Las claves sobre la pasarela que cedió y causó cinco muertos en Santander
- Las obras de construcción de la senda litoral se paralizaron en 2014 y desde entonces el deterioro es evidente
- El proyecto contemplaba crear un camino de 10 kilómetros entre el Faro de Cabo Mayor y la Virgen del Mar
El suceso de la pasarela de la playa de El Bocal, en Santander, ya se encuentra judicializado. El Tribunal de Instancia de la ciudad ha abierto diligencias tras la muerte de cinco jóvenes al caer la estructura de madera este martes por la tarde. Los fallecidos tenían entre 19 y 22 años y eran vecinos de Cantabria, País Vasco y Andalucía. Las labores de búsqueda de la persona que sigue desaparecida, una joven de Guadalajara, se han retomado a primera hora de esta mañana.

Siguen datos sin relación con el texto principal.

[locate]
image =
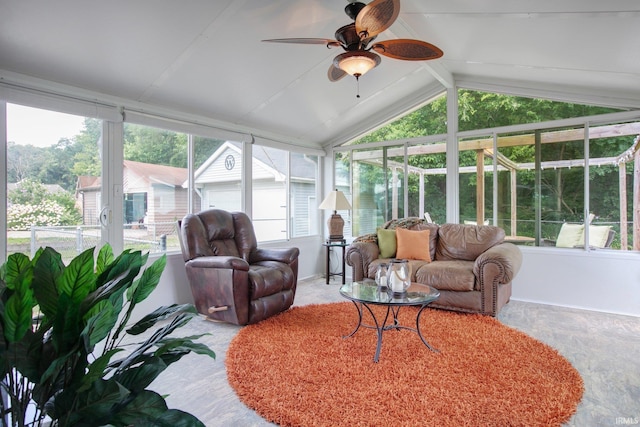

¿Qué es la pasarela de El Bocal?
Hay que remontarse 23 años atrás, hasta 2003, para encontrar las primeras referencias al proyecto de senda litoral de Santander, de la que forma parte la pasarela. Fue entonces cuando se esbozó la que estaba llamado a ser el eje vertebrador del parque litoral del norte santanderino. En marzo de 2004 se aprobó el proyecto técnico.
Pero no fue hasta 2013 cuando el Ministerio de Agricultura, Alimentación y Medio Ambiente sacó a licitación la obra para acondicionar la senda peatonal entre Cabo Mayor y la Virgen del Mar con un presupuesto de casi 2 millones de euros. Los trabajos, adjudicados a Dragados, preveían un plazo de ejecución de doce meses.
¿Cuándo se construyó?
La actuación consistía en la construcción de un sendero pedestre de 10 kilómetros aprovechando los tramos de camino litoral ya existentes, con el fin de alterar lo menos posible el entorno natural de la costa norte del municipio de Santander. El impacto pretendía ser mínimo e incluía el balizamiento del sendero, la instalación de cartelería informativa y la construcción de tres miradores en los acantilados, uno de ellos en El Bocal.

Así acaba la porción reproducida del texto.